One of the many new apartment buildings under construction in Palermo.
No Change
Complaint: Argentina runs on a primarily cash-based economy; only rarely may you pay with a debit or credit cards (though that is rapidly changing). The largest Argentine bill is 100 pesos; right now, that’s equivalent to about 10 U. S. dollars. Not a lot of money. Yet, there have been countless incidents when a taxi driver or store did not have change for 100 pesos and looked at me as though it was my fault.

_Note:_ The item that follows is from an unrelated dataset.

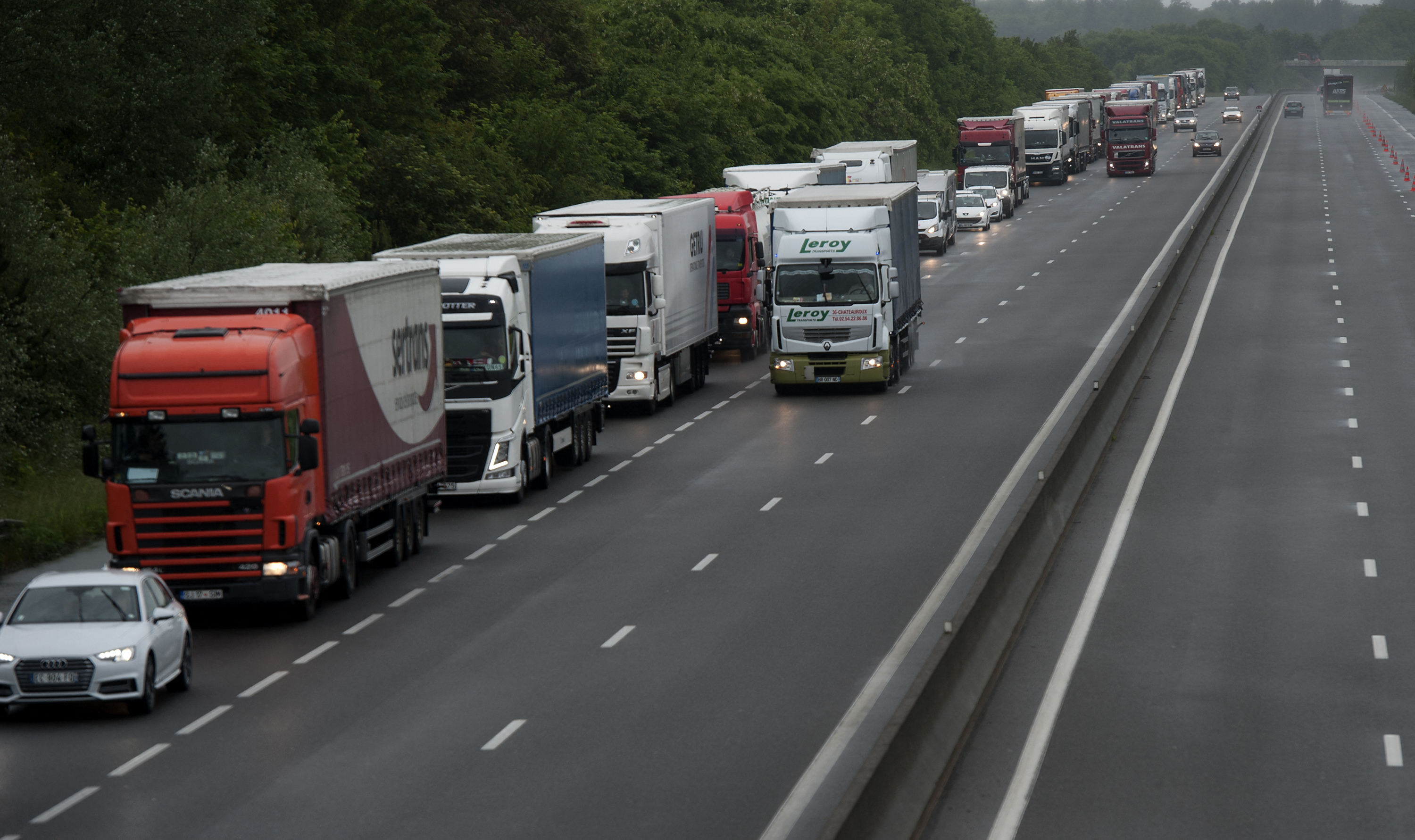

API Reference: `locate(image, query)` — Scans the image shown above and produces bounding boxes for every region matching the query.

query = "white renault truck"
[532,198,717,415]
[771,183,924,395]
[1012,102,1080,184]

Once, a taxi driver took me by a convenient store to buy a bottle of water so that I could get change to pay him. Another time, a shop wouldn’t sell me something because the cashier didn’t have change. Even at the supermarket, I once had to wait for what felt like twenty minutes for about 3 dollars worth of change.

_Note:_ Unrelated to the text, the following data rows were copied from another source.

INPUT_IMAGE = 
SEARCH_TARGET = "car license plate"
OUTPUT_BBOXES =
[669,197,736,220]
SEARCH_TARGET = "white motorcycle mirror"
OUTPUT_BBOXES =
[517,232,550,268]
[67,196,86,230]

How to Deal: The solution is pretty simple: collect change and guard it with your life. Always try to pay with a 100 peso bill, only giving up your change if they won’t give up theirs (it’s almost a game of who’s better at bluffing). Your wallet should be fat with 2s, 5s, 10s, 20s, and 50s, keeping you out of trouble should someone really not have change.
Lessons Learned
Well, now that you’ve read all my complaints, you’re probably thinking that I’m a super critical person. I suppose that some days I am. However, coming to Argentina has really exposed me other ways of living, and I wouldn’t want to undo or take back any of my experiences. I hope that in figuring out ways to handle these difficult situations, I am also learning from them. I also hope that others who read this will understand my intent: Argentina is a great country to live in or to visit, especially if you know how to deal with its challenges.